Outside, drinking the beer, it’s a pleasant enough drop: citrus buzz, a flurry of spicy hop notes and a dry bittersweet finish. Having just done a bit of a cycle, it did the job but I would go mad and sign the pledge if I had to drink this all the time — it’s ok. But this makes me think. Am I biased about the brewery that produces this beer? When it won a silver medal at GBBF several years ago, the announcement was booed by the crowd there on the trade day. Was this because it was not a correct IPA? Was it because people were opposed to the way they operate their business? Was it because they are a very big brewery? Or was it because it the crowd in the hall listening to Protz pronounce from on high didn’t like the beer? Did it matter? If a beer has been adjudged to be good by a panel of pros does it matter that it is Greene King?
I then started musing on the days when I used to write music reviews for leftie London listings mag City Limits and how I would invariably groan whenever someone would come up with a breathlessly written declaration that said radical record would shake the foundations of society or, er, something like that (it wouldn’t and it didn’t, and I felt the Fall and Scraping Foetus Off The Wheel more radical than any Red Wedger with a tambourine).
In the here and now that translates into asking if the politics of beer matter?
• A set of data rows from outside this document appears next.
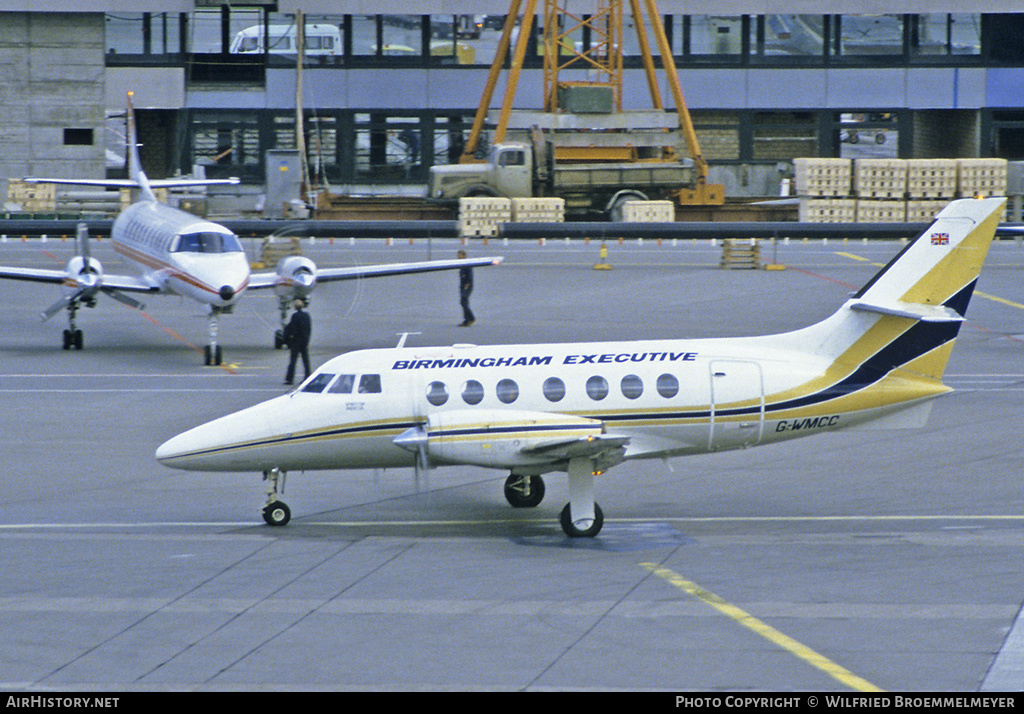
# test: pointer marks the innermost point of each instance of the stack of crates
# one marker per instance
(822, 177)
(741, 254)
(931, 183)
(479, 216)
(881, 189)
(823, 187)
(891, 190)
(827, 210)
(32, 198)
(982, 177)
(547, 210)
(649, 211)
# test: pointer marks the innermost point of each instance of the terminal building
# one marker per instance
(384, 96)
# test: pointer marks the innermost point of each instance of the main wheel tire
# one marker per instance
(572, 532)
(276, 513)
(524, 492)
I don’t like Budweiser, Miller Lite and John Smith Bitter for a start — is that because of some collective mass psychological party line that is seared into my soul (dislike of their business matters, cheering on the little guys) or because I find the beers insipid and tasteless and besides there are some much better beers being produced by other breweries (large and small). I would like to think it’s the latter (though there’s probably a little bit of the former), and then where does that leave Greene King? Is it a case of if I look deep enough into my soul then maybe I am one with that jeering crowd from London (though happy enough to drink one after a cycle ride)? Or is it a bit simpler: I like Abbot Reserve, Crafty Hen and Strong Suffolk (I applaud Greene King for maintaining the tradition of blending and ageing beer) and don’t like the others?